After we emerge from COVID-19 with the common goal of Global Health, I am hopeful for what comes next. Both in my personal capacity as a person and an athlete, but also on the grander scale of our values as a society. 

It’s been an ever-changing last few weeks, and upon reflection, I’m choosing to see a lot of good has come from this new normal, including:

  • A greater appreciation for bringing communities together, especially through the global and local community of sport
  • For the opportunity I have had (and hope to return to) competing as an elite athlete
  • Being in a sport I am still able to competitively train in despite the pandemic
  • In-person time spent with my family
  • Slowing down and listening to music
  • Creating art – innovating in general
  • Time spent to recharge
  • Having quality time going back to my roots
  • Embracing the importance of hope

For anyone who knows me, knows I still carry a paper-copy agenda and write all of my must-dos in here. As discouraging as it was to erase some important dates, I am excited and pleased to rewrite in some big 2021 events. The big ones including July “202(0NE)” Tokyo Olympics, with qualifying race dates reopening Dec. 1, 2020. In addition, Athletics Canada announced Olympic Trials are planned to be back in one of my favourite cities, Montreal next summer. Of course I know these could still change, but for now I find comfort in these plans. 

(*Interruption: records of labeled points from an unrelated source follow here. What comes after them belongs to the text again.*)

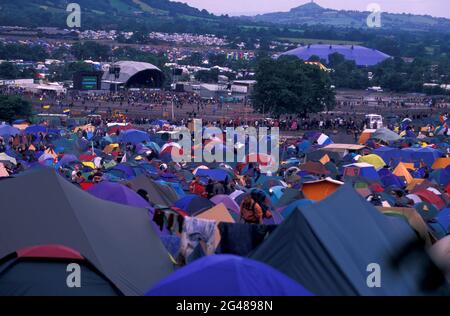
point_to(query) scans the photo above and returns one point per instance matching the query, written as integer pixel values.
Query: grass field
(308, 41)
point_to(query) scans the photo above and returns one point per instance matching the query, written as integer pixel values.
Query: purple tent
(227, 275)
(362, 56)
(229, 203)
(118, 193)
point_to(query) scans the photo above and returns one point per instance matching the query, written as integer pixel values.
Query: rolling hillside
(313, 14)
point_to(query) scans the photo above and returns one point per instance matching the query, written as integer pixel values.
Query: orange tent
(402, 171)
(218, 213)
(415, 182)
(441, 163)
(321, 189)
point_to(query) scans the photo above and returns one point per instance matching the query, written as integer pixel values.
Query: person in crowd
(250, 211)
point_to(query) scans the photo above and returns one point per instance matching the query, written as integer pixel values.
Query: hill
(104, 14)
(313, 14)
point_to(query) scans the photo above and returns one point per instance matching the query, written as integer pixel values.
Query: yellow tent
(110, 148)
(89, 164)
(402, 171)
(373, 160)
(218, 213)
(3, 171)
(441, 163)
(87, 128)
(415, 182)
(365, 136)
(51, 152)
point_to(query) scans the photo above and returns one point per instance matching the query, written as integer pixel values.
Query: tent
(5, 158)
(427, 155)
(361, 169)
(388, 154)
(402, 171)
(385, 135)
(229, 203)
(440, 252)
(314, 168)
(134, 136)
(214, 174)
(37, 271)
(117, 240)
(430, 197)
(220, 214)
(118, 193)
(373, 160)
(365, 136)
(193, 204)
(227, 275)
(8, 130)
(414, 219)
(328, 246)
(441, 163)
(158, 194)
(320, 189)
(3, 171)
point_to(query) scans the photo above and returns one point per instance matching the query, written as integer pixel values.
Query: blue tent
(134, 136)
(35, 129)
(392, 180)
(193, 204)
(214, 174)
(362, 56)
(387, 153)
(361, 169)
(427, 155)
(328, 246)
(294, 205)
(7, 130)
(444, 218)
(227, 275)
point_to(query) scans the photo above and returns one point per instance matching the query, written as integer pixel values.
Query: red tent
(430, 197)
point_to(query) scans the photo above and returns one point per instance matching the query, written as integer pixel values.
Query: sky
(439, 8)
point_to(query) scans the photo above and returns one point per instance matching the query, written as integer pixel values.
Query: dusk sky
(432, 7)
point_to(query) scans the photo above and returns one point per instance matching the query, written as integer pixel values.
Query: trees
(346, 74)
(8, 71)
(91, 50)
(288, 86)
(13, 108)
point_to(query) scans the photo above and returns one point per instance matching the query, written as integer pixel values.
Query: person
(195, 187)
(250, 211)
(98, 175)
(74, 173)
(79, 178)
(143, 194)
(209, 189)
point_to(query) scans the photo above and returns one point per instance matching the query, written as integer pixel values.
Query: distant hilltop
(312, 14)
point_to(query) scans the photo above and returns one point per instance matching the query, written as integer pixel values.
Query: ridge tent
(402, 171)
(227, 275)
(361, 169)
(327, 247)
(158, 194)
(37, 271)
(220, 214)
(320, 189)
(118, 193)
(229, 203)
(193, 204)
(57, 212)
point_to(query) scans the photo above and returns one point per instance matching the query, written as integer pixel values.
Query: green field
(308, 41)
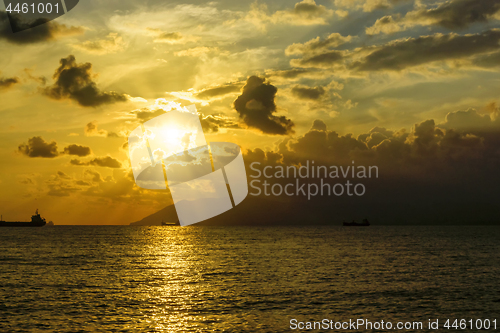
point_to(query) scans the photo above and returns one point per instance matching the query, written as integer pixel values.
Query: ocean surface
(243, 279)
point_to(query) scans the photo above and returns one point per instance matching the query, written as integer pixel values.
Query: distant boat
(36, 221)
(169, 223)
(365, 223)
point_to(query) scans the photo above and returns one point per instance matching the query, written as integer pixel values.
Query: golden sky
(394, 82)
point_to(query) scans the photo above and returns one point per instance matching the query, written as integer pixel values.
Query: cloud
(38, 147)
(196, 51)
(318, 52)
(318, 125)
(307, 93)
(40, 30)
(113, 43)
(306, 12)
(212, 123)
(404, 53)
(170, 37)
(456, 14)
(256, 106)
(107, 162)
(75, 81)
(223, 90)
(77, 150)
(366, 5)
(8, 82)
(91, 129)
(318, 45)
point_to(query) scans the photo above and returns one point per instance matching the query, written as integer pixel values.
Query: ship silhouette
(36, 221)
(365, 223)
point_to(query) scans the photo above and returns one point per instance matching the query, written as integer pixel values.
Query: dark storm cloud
(75, 81)
(8, 82)
(77, 150)
(308, 93)
(461, 13)
(38, 147)
(256, 106)
(402, 54)
(218, 91)
(107, 162)
(40, 30)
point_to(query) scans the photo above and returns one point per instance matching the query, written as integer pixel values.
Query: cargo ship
(36, 221)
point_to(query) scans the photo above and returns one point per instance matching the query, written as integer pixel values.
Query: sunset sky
(411, 86)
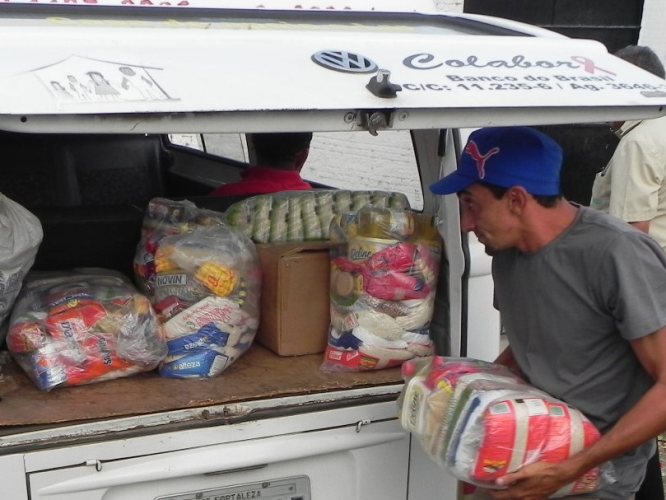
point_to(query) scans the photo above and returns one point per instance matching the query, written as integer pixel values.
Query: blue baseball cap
(507, 157)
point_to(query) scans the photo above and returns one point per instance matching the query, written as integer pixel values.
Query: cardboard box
(295, 301)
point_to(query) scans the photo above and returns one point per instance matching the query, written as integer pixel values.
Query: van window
(342, 160)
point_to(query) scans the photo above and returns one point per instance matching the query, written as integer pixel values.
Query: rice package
(481, 422)
(292, 216)
(163, 217)
(83, 326)
(204, 281)
(384, 268)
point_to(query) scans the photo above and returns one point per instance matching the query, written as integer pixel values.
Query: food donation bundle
(481, 422)
(292, 216)
(20, 234)
(203, 278)
(384, 268)
(83, 326)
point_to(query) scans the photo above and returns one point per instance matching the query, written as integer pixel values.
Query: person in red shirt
(280, 157)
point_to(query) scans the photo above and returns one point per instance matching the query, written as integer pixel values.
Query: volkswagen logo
(348, 62)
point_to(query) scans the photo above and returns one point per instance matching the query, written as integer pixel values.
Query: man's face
(486, 216)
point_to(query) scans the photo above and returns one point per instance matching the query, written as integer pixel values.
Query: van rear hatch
(100, 68)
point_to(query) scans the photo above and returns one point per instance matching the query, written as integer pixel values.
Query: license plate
(292, 488)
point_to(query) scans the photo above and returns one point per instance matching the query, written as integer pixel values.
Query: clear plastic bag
(384, 270)
(480, 422)
(20, 237)
(204, 280)
(83, 326)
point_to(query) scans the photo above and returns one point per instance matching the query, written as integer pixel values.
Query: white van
(108, 103)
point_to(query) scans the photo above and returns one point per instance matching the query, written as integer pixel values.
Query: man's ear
(517, 198)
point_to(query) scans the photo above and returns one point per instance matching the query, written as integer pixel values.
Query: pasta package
(83, 326)
(480, 422)
(384, 269)
(203, 278)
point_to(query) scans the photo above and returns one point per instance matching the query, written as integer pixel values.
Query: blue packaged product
(200, 364)
(206, 338)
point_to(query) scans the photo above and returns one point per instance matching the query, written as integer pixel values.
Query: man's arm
(645, 421)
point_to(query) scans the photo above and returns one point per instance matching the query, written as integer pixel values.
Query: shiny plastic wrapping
(384, 269)
(83, 326)
(480, 421)
(293, 216)
(20, 237)
(203, 278)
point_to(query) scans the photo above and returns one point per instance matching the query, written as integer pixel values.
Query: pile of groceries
(384, 268)
(194, 306)
(83, 326)
(480, 421)
(203, 279)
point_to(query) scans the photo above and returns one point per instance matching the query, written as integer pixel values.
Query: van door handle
(224, 456)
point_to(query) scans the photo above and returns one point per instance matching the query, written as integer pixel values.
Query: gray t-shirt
(569, 311)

Since I’ve last checked in: yes, my training facilities are still closed and like everyone else, I train at home or outside on the empty gravel roads/ trails. I can’t wait to get back on the track, but I know that is coming, hopefully in time for some warmer weather too. In the meantime, I’ve stepped up my mental training, and am pleased with the works in progress.

The New Normal: There have been a lot of phone + video calls to catch up with my regulars, but I am so happy to be home-based in Regina. Although a good handful of people still cringe at the thought of me choosing Regina before the chaos, there’s no place I’d rather be. After having so much of what I want over the last few years, it feels good to feel grounded and finally have what I need.

My focus remains steady, and the agenda has officially been adjusted- (for those that don’t know, this mean business)! Now back to washing my hands, running the grids, cleaning my cell phone, and building my empire.